Rockol Tracks: Why the UK music business is essential to the economy

Rockol Tracks: Why the UK music business is essential to the economy

The British music industry is among the most successful markets worldwide. It is also the world’s third biggest recorded-music sector after the US and Japan. And UK boy band One Direction are the IFPI’s 2013 Top Global Recording Artist.

It now aims to be the best at what most national markets should be good at – understanding the true financial value of the music sector to the national economy.

Rockol recently came across The Economic Contribution of the Core UK Music Industry, a December 2013 report published by UK Music, the umbrella organization for the country’s trade associations.

The full report, which can be read here, concluded that an industry traditionally treated as a frivolous fun activity and shunned by financial lenders like banks and investors contributed a significant £3.5 billion in 2012.

Surprisingly, the general business press does not seem to have highlighted the news that musicians, songwriters, composers and lyricists generated £1.6 billion for the country’s economy that year.

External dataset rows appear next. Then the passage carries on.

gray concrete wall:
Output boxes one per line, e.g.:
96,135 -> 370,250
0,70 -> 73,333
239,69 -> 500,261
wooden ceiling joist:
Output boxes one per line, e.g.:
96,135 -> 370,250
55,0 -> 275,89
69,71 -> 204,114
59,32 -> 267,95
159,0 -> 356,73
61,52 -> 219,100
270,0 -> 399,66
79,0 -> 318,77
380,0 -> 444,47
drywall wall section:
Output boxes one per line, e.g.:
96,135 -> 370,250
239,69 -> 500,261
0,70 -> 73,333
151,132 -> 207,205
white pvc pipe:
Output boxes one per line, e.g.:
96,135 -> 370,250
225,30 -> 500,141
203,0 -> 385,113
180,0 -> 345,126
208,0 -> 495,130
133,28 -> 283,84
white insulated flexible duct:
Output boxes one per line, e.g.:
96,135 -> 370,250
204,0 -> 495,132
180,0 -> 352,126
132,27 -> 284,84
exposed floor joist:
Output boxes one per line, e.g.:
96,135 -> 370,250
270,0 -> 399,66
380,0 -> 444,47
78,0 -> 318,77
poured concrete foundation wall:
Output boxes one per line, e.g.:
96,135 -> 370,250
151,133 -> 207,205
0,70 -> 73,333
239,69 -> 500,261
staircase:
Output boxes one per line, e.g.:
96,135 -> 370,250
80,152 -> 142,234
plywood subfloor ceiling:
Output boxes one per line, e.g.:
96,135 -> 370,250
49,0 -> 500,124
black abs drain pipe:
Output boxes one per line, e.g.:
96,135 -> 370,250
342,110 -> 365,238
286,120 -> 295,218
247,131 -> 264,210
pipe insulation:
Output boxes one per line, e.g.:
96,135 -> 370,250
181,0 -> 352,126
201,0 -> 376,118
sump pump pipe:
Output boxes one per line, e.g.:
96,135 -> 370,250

Live music, including the business of promoters, festival organizers, talent agents, ticketing agents and venues, brought in £662 million, followed by recorded music (including labels and online digital services), which earned another £634 million.

They are followed by music publishing (£402 million), music representatives such as royalty-collection societies (£151 million), and revenues earned by music producers and recording studios (£80 million). Furthermore, the report notes that 40% of the total, £1.4 billion, came from exports, which include the sale and use of UK-made music overseas.

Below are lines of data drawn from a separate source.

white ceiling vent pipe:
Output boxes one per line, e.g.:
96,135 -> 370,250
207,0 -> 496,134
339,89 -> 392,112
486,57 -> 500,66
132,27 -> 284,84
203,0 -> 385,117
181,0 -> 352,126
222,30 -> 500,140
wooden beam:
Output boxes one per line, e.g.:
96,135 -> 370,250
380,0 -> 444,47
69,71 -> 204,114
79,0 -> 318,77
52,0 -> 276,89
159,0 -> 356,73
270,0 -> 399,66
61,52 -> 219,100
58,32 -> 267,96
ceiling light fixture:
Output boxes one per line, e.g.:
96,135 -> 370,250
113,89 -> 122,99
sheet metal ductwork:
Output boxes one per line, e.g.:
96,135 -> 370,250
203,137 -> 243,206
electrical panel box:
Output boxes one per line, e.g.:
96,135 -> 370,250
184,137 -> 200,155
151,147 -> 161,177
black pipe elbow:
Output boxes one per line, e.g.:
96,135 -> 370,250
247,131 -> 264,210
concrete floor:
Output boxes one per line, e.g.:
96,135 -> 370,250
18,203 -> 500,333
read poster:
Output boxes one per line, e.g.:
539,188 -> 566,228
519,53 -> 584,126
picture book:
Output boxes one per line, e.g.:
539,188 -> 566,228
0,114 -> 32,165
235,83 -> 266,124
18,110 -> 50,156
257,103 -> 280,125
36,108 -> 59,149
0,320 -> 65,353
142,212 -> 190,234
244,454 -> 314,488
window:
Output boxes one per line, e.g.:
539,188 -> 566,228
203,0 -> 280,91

Considering labels invested £163 million in A&R alone in 2011, it is amazing that it is only in recent years that British civil servants have understood the growing importance of music to the national GDP.

The report also emphasizes that music, which created more than 100,000 jobs in 2012, should trigger the British government to set up viable policies for the industry and its legacy.

The music business has been pleading with government departments to stop using traditional indices (which might work for manufacturing, agricultural, and financial sectors but not the creative sector) alone to calculate music’s value to the state’s economic welfare.

After several years of lobbying for a reassessment, driven by the need for copyright legislation to adapt to technological changes brought by digital media, UK Music and its members have taken the matter into their own hands.

“The industry has made considerable efforts to improve understanding of its economic contribution. We trust that these efforts will be recognized and reciprocated by government,” concludes the report.

The government has not been totally deaf. The UK-labels trade body BPI and government department UKTI (UK Trade & Investment) recently announced the first batch of recipients of the £3 million Music Export Growth Scheme.

As reported in Rockol.com last November, the scheme provides financial support for small to medium-sized independent labels seeking to expand internationally.

The first 14 indie artists to benefit from the initiative, which BPI hopes will continue the international success achieved by British performers from Adele to One Direction, include Afrikan Boy (pictured), the London-based grime artist who is on the Afro-Pop Live label.

Also on the list are Glaswegian rockers Holy Mountain, who are on Chemikal Underground Records; drum & bass duo Fred V & Grafix, signed to Hospital Records; Drenge (Infectious Music); Beth Jeans Houghton (Mute); and composer George Benjamin on Wyastone.

So why is such as scheme needed now when it seems British acts are doing very well overseas? “The barriers to entry are low. Yet, the barriers to success remain high. Whilst the Internet has facilitated the discovery of new talent – and in some cases caused a virtually unknown individual to rise to fame overnight - it often requires the investment of a record label to take an emerging artist to superstar heights,” a BPI spokesperson says. “Record labels invested more than £163 million in developing acts on an annual basis. Yet only one in ten artists goes on to have a commercially successful career.”

And what does the export scheme say about the government’s views on the music industry, she adds: “As one of the few net exporters of music in the world, the UK music industry represents a valuable sector for the economy and this fund will enable us to build on our extraordinary success to date. We have a fund of up to £2.5million to work with over the next two and a half years and our aim is to ensure that the success it delivers during this period is recognized by the Government in a bid to unlock future funding.”